Parts of a Magnetic Contactor

How do you get a motor, such as the one on your well pump, to switch on automatically? You equip it with a contactor, which converts incoming current from a pressure-, temperature- or light-sensitive sensor into a magnetic field that closes the main electrical contacts and allows power to flow.

Of all types of contactors used in industry, magnetic ones are the most common, and they bear little resemblance to the manual switches in use in the early 1900s. The general types of magnetic contactor fall into two broad categories, those approved by the National Electrical Manufacturers Association (NEMA) and those approved by its European counterpart, the International Electrotechnical Commission (IEC). They all work in basically the same way, though, and have basically the same parts.

How Does a Magnetic Contactor Work?

A magnetic contactor has two incoming circuits which include the main circuit to power the load and an auxiliary circuit to operate the contactor itself. The auxiliary circuit connects to an induction coil, and when current flows through the circuit, the coil generates a magnetic field. The field attracts a second magnet, which may be a permanent magnet or an electromagnet.

A pair of fixed contacts is attached to the contactor housing and a pair of moveable ones is attached to the electromagnet, and the force exerted by a spring or gravity keeps them apart. When the coil is energized, the contacts close, and power flows to the load.
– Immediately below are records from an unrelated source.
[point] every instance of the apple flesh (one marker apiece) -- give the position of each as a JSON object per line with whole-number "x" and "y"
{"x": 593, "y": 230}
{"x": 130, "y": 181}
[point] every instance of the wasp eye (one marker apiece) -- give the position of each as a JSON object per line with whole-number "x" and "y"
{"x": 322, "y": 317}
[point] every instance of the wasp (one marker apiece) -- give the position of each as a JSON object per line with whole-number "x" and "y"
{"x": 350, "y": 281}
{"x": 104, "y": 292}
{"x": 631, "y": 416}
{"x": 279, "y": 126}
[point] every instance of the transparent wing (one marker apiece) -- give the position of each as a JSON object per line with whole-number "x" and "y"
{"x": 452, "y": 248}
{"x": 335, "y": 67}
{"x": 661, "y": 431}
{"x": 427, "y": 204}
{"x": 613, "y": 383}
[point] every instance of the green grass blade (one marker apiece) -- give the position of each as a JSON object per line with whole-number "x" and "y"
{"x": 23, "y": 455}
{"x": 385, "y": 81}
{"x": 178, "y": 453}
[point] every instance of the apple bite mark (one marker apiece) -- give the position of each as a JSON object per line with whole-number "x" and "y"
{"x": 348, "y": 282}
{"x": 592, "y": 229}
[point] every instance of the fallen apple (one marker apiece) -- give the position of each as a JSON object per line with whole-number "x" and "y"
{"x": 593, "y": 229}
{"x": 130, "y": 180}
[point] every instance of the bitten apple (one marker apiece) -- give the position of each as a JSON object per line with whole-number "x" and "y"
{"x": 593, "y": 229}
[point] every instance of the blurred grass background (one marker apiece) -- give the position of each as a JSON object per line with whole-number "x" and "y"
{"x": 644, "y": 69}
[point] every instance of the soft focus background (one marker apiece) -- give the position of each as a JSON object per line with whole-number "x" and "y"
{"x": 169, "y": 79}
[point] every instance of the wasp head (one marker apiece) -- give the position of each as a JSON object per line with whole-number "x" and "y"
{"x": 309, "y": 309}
All Types of Magnetic Contactor Have These Parts

Magnetic contactors can be small enough to fit in your hand or as large as a meter in length. No matter the size, the purpose is always the same: to close a normally open switch and allow power to flow. To this end, every contactor has to have the following components:

  • Input and output terminals: The size and number of these terminals depends on the voltage of the incoming power and where the power source is single-phase or three-phase. 
  • A magnet and a coil: The magnet is often a horseshoe magnet that fits through a core around which the coil is wound. The core is made from a non-ferrous material to ensure it doesn't retain a magnetic field when the power is off. Other designs have a rectangular or cylindrical magnet inside a coil-wound solenoid. 
  • A spring: The function of the spring is to keep the contacts open and the power to the load off. It may push the movable contacts away from the yoke or pull from the other side. In some models designed for vertical installation, gravity may take the place of the spring. 
  • An enclosure: The enclosure keeps all components electrically isolated and protects users from accidental exposure. The housing is made from plastic, Bakelite or Nylon 6. 
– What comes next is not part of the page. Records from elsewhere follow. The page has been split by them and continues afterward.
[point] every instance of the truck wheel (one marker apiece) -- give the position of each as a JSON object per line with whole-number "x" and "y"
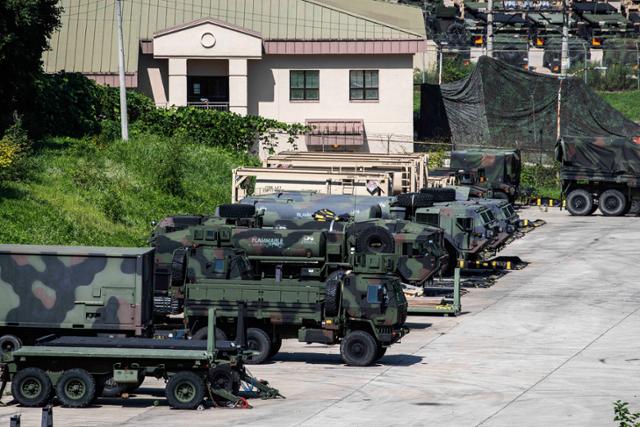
{"x": 31, "y": 387}
{"x": 201, "y": 334}
{"x": 332, "y": 294}
{"x": 258, "y": 340}
{"x": 375, "y": 240}
{"x": 76, "y": 388}
{"x": 612, "y": 203}
{"x": 579, "y": 202}
{"x": 185, "y": 390}
{"x": 9, "y": 343}
{"x": 222, "y": 377}
{"x": 358, "y": 348}
{"x": 415, "y": 200}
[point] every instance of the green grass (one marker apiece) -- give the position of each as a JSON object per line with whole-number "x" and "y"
{"x": 628, "y": 103}
{"x": 80, "y": 192}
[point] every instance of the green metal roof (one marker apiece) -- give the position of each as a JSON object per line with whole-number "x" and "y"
{"x": 87, "y": 43}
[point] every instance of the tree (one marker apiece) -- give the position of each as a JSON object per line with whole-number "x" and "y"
{"x": 25, "y": 29}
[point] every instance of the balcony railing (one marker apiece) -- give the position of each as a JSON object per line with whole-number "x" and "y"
{"x": 220, "y": 106}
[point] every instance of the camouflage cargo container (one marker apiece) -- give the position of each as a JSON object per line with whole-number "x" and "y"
{"x": 78, "y": 290}
{"x": 599, "y": 173}
{"x": 494, "y": 170}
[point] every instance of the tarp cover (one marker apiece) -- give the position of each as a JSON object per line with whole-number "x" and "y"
{"x": 614, "y": 156}
{"x": 503, "y": 106}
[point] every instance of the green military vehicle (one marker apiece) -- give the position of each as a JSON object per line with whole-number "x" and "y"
{"x": 78, "y": 290}
{"x": 75, "y": 369}
{"x": 599, "y": 173}
{"x": 305, "y": 284}
{"x": 492, "y": 171}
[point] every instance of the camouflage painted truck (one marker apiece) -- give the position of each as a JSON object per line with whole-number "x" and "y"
{"x": 493, "y": 171}
{"x": 302, "y": 284}
{"x": 599, "y": 173}
{"x": 73, "y": 290}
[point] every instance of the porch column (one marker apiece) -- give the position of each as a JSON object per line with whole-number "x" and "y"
{"x": 238, "y": 86}
{"x": 177, "y": 81}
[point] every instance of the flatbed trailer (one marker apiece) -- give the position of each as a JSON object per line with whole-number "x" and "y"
{"x": 76, "y": 369}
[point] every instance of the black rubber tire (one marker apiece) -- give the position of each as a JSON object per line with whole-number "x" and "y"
{"x": 201, "y": 334}
{"x": 441, "y": 194}
{"x": 258, "y": 340}
{"x": 358, "y": 348}
{"x": 414, "y": 200}
{"x": 9, "y": 343}
{"x": 612, "y": 203}
{"x": 179, "y": 267}
{"x": 28, "y": 378}
{"x": 236, "y": 211}
{"x": 375, "y": 240}
{"x": 332, "y": 294}
{"x": 76, "y": 381}
{"x": 579, "y": 202}
{"x": 225, "y": 378}
{"x": 276, "y": 345}
{"x": 185, "y": 390}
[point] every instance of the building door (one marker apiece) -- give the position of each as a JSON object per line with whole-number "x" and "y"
{"x": 207, "y": 89}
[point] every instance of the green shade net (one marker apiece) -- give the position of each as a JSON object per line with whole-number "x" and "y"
{"x": 503, "y": 106}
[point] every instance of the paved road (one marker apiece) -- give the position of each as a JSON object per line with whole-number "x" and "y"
{"x": 553, "y": 344}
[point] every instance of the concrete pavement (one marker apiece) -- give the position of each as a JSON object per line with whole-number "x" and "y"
{"x": 553, "y": 344}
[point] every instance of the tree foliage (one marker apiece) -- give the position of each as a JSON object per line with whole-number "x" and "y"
{"x": 25, "y": 28}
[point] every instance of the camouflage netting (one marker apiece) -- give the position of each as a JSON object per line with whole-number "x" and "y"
{"x": 502, "y": 106}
Arc Suppression in Magnetic Contactors

Many contactors are designed to work with high voltage power, and these usually have some type of inbuilt arc-suppression mechanism. Electrical arcing occurs as the contacts are opening and closing, and even though it's momentary, the high heat quickly degrades the contact points.
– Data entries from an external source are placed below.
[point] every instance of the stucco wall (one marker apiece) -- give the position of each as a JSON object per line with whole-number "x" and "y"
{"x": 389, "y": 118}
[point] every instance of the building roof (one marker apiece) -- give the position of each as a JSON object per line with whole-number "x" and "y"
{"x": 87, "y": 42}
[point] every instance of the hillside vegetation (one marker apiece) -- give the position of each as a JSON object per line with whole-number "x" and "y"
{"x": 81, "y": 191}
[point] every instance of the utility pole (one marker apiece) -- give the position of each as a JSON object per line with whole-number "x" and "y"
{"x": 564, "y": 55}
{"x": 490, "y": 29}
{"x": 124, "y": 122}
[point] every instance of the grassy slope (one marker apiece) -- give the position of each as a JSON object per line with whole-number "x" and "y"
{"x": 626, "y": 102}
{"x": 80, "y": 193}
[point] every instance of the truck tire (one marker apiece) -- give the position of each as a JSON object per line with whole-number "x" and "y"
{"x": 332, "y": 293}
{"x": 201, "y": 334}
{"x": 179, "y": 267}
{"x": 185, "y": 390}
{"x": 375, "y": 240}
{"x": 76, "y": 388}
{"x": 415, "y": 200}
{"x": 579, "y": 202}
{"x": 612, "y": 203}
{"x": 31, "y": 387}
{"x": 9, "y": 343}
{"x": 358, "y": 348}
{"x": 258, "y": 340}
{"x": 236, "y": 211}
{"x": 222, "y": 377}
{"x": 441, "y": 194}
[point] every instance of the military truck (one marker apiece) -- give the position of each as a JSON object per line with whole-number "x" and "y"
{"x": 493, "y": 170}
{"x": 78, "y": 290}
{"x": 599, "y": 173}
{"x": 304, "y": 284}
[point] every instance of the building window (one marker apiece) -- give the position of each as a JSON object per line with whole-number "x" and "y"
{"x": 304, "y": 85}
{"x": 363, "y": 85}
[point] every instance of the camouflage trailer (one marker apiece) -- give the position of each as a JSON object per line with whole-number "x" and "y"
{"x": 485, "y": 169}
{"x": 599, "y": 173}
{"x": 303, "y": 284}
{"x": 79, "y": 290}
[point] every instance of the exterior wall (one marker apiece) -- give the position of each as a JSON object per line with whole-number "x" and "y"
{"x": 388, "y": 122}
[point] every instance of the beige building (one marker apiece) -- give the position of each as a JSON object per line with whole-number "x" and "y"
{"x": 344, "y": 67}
Not all kinds of magnetic contactor need arc suppression. Contactors that operate with AC current at less than 600V usually rely on the surrounding air to quench arcing. These devices have arc suppression hoods that protect the rest of the components. Larger contactors, and those that operate on DC current, often need active suppression which can take many forms, including the use of a resistor and capacitor in the circuit.

To counteract the effects of arcing, the contacts often have a protective coating or are made with a non-corrosive material, such as silver tin oxide or silver cadmium oxide.